A Mile In My Shoes/Swarm Sculptures/Extremely Pedestrian Chorales

The streets of Forres and Kinloss Church

Keith Bruce

five stars

SATURDAY was choreography day at the Findhorn Bay Festival and the first steps in mine were taken by me, baseball boots swapped for Holly Gray’s gothy black leather heeled numbers.

Fifteen-year-old Holly had left her footwear, along with a recording of her thoughts about her young life, in a container that is the headquarters of the first chapter in the National Theatre of Scotland’s Futureproof project. Empathy Museum has brought its work, A Mile in my Shoes, inspired by a text credited to Harper Lee, Elvis Presley and Barack Obama, to Scotland, and collaborated with local young people. Participants leave the “shoe shop” for a stroll around their hometown, listening on headphones to a recording (Holly’s words were captured by Bernadette Swan) that occupies roughly a quarter of an hour. I learned of her family and ambitions, and heard her sing Leonard Cohen’s Hallelujah rather beautifully, as the audience at Belladrum had last year. She also spoke movingly about her first epileptic seizure and how she has learned to cope with her condition. It was the simplest and most perfect of one-to-one dramatic experiences.

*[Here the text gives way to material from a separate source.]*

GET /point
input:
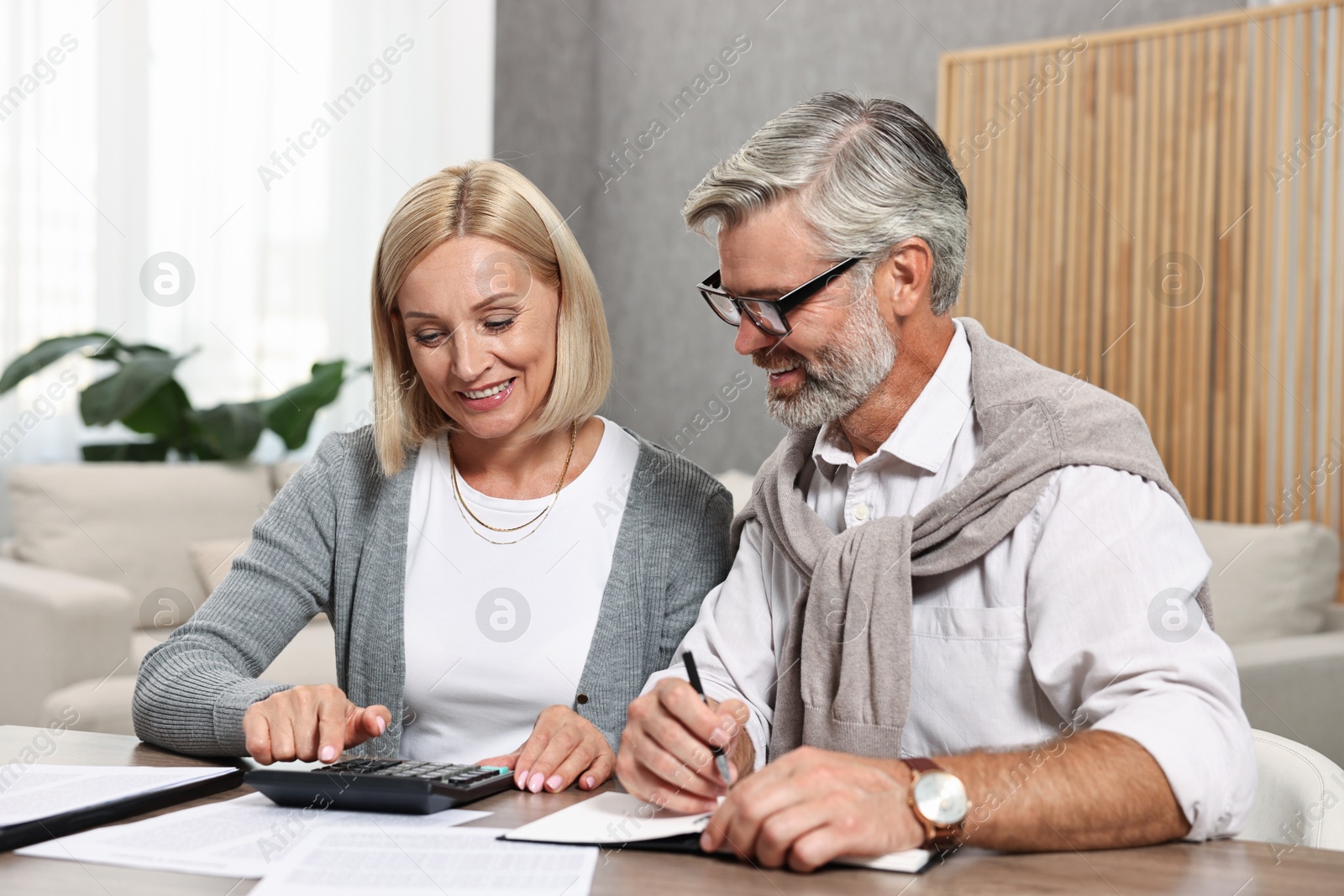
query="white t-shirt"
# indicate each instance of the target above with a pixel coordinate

A few streets away, choreographer Lucy Suggate’s Swarm Sculptures, made with Dance North, saw a cluster of performers roam through the craft and food stalls of the festival’s Saturday randomly choosing locations to bond to one another in a group hug. The point at which they huddled next to a basket of pre-loved soft toys was a moment to treasure.

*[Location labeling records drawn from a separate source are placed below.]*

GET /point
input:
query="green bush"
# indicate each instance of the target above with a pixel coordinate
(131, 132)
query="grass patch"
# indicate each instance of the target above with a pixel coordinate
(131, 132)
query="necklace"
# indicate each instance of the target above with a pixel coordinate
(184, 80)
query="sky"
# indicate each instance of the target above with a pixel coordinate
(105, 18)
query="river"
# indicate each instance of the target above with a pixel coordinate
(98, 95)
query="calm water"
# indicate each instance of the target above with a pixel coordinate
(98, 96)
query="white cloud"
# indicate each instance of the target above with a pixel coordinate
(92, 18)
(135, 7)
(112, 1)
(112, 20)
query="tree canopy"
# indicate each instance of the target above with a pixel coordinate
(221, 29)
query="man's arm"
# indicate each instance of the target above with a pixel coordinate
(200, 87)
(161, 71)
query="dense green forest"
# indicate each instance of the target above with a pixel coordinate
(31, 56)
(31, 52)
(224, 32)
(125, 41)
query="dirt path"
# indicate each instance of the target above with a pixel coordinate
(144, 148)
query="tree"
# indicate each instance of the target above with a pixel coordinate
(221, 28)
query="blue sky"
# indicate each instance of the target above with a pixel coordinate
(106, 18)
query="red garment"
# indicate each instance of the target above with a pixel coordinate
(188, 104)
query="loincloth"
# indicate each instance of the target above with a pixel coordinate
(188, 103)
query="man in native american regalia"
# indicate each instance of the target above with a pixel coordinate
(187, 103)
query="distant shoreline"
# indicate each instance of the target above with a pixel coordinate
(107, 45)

In Kinloss and Findhorn’s Parish Church a little later, Karl Jay-Lewin’s latest choreography, entitled Extremely Pedestrian Chorales, was an elaborately annotated step-dance for a quartet taking the soprano, alto, tenor and bass lines of 36 of Bach’s Chorales as their instructions, the progression of the notes translated into forward, backward and otherwise motion. With hand percussion, kazoos, some laptop recordings and a few wigs thrown into the mix, Jay-Lewin, Neil Callaghan, Claire Godsmark and Janine Fletcher delivered a clever, funny, and thought-provoking 45 minutes. Even for those of us with two left feet, this year’s Findhorn Bay Festival has thrown all divisions between genres into the blender.